At the Wednesday pandemic update, Sisolak said every local government that received CARES Act funding signed an agreement to follow all directives. Asked whether he was considering withholding funding to those governments, he said:
“I’m disappointed Douglas County decided to allow the event,” he said. “We’re looking at exactly what happened.”
He said no decisions have been made yet.
Sisolak pointed out that Monday will mark two weeks following Labor Day.
“And yes, I expect there will be an increase from Labor Day.”
He said the state won’t know the impact of the Trump rallies until at least two weeks have passed.
Sisolak also announced he has sent a letter to Vice President Mike Pence asking for clarity on the state efforts to follow White House Coronavirus Task Force recommendations after Trump held those two large pubic gatherings, violating state emergency directives.
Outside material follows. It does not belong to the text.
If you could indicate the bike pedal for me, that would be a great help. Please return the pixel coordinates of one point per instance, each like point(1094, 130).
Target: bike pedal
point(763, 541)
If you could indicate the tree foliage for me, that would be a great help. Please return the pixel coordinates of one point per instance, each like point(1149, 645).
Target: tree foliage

He said the task force needs to explain to Nevadans how to reconcile the federal public health recommendations with the president’s contradictory actions in Nevada.
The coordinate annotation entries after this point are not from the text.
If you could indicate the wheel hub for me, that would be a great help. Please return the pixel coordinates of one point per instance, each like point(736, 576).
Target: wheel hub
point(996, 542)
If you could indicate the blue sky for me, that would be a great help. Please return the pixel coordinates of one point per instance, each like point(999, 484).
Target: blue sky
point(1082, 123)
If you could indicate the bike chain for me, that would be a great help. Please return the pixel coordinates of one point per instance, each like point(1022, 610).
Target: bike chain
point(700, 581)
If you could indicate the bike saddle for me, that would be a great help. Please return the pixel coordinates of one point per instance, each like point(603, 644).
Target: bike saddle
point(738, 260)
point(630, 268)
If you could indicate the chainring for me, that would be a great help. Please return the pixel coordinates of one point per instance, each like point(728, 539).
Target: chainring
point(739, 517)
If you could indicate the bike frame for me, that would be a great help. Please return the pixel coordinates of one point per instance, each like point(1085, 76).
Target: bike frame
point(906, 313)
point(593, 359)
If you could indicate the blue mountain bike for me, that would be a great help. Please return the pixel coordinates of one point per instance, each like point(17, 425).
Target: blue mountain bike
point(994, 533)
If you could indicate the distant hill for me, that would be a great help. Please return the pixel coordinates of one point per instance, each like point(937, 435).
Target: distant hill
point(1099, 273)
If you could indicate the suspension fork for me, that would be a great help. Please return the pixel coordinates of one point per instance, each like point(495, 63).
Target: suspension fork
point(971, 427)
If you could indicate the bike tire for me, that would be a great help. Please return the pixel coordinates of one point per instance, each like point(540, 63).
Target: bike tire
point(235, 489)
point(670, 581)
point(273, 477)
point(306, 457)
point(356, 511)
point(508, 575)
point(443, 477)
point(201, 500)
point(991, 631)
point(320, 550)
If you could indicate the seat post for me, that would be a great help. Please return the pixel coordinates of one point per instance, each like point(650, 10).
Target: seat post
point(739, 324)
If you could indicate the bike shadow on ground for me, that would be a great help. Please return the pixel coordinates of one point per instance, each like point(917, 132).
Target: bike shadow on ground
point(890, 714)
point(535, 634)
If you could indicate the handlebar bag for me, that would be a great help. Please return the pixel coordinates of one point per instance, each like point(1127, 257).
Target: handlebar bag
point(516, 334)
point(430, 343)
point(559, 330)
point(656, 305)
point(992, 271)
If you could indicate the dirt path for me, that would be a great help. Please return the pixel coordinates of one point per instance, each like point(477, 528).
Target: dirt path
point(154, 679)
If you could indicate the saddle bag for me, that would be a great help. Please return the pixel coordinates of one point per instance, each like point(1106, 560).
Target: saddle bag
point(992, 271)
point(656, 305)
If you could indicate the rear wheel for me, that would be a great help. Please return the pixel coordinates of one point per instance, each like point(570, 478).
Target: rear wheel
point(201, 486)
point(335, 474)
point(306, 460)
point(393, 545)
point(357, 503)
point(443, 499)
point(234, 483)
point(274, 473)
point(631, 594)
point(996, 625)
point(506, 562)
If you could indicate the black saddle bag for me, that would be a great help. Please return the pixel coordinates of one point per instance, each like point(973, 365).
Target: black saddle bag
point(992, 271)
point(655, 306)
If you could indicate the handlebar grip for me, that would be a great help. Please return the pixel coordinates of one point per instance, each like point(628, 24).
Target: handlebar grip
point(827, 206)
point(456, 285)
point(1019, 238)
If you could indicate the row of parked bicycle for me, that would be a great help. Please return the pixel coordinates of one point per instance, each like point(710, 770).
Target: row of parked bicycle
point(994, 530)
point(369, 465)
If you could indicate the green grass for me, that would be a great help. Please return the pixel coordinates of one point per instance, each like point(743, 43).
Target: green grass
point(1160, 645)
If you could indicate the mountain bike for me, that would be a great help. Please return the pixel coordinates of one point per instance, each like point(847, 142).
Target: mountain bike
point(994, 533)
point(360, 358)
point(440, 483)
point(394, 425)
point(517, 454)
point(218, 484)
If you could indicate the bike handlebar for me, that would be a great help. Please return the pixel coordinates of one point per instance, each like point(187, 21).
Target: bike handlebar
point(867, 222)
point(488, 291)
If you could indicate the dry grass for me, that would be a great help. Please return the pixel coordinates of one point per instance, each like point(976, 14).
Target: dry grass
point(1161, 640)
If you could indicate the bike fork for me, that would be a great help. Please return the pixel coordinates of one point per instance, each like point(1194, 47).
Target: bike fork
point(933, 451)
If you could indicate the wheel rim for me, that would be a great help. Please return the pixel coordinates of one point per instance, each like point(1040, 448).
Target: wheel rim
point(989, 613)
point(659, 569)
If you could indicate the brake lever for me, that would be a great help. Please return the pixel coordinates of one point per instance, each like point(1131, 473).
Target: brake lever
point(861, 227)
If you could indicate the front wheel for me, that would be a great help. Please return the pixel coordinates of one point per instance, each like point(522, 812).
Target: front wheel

Sisolak said generally, Nevada is making significant progress in improving its numbers.
Nationally, he said Nevada has been in the Yellow Zone instead of Red Zone for two weeks now and the travel advisory on the Silver State has been lifted in New York and New Jersey.
The state added just 208 cases since Tuesday and the daily positivity rate is 7 percent.
“While this is good news, we have learned over the course of the past six months we cannot let our guard down now,” he said.
He said continued progress relies on Nevadans continuing to wear masks, limit public gatherings and maintain social distancing
After he relaxed restrictions in June there was a surge in cases and the state had to again impose restrictions including shutting down bars.
Those bars are set to reopen at midnight Wednesday in Washoe County but Sisolak cautioned that they must adhere to the standards and restrictions imposed by his directives.
However, Sisolak announced recently that, instead of a blanket approach to imposing restrictions on all businesses in a category, his administration and the counties are using a more targeted approach, cracking down on individual businesses that violate the rules.
He said they are also reviewing the 50 person limits on gatherings and capacity and, if possible, may be able to ease the rules on church and business gatherings in the near future.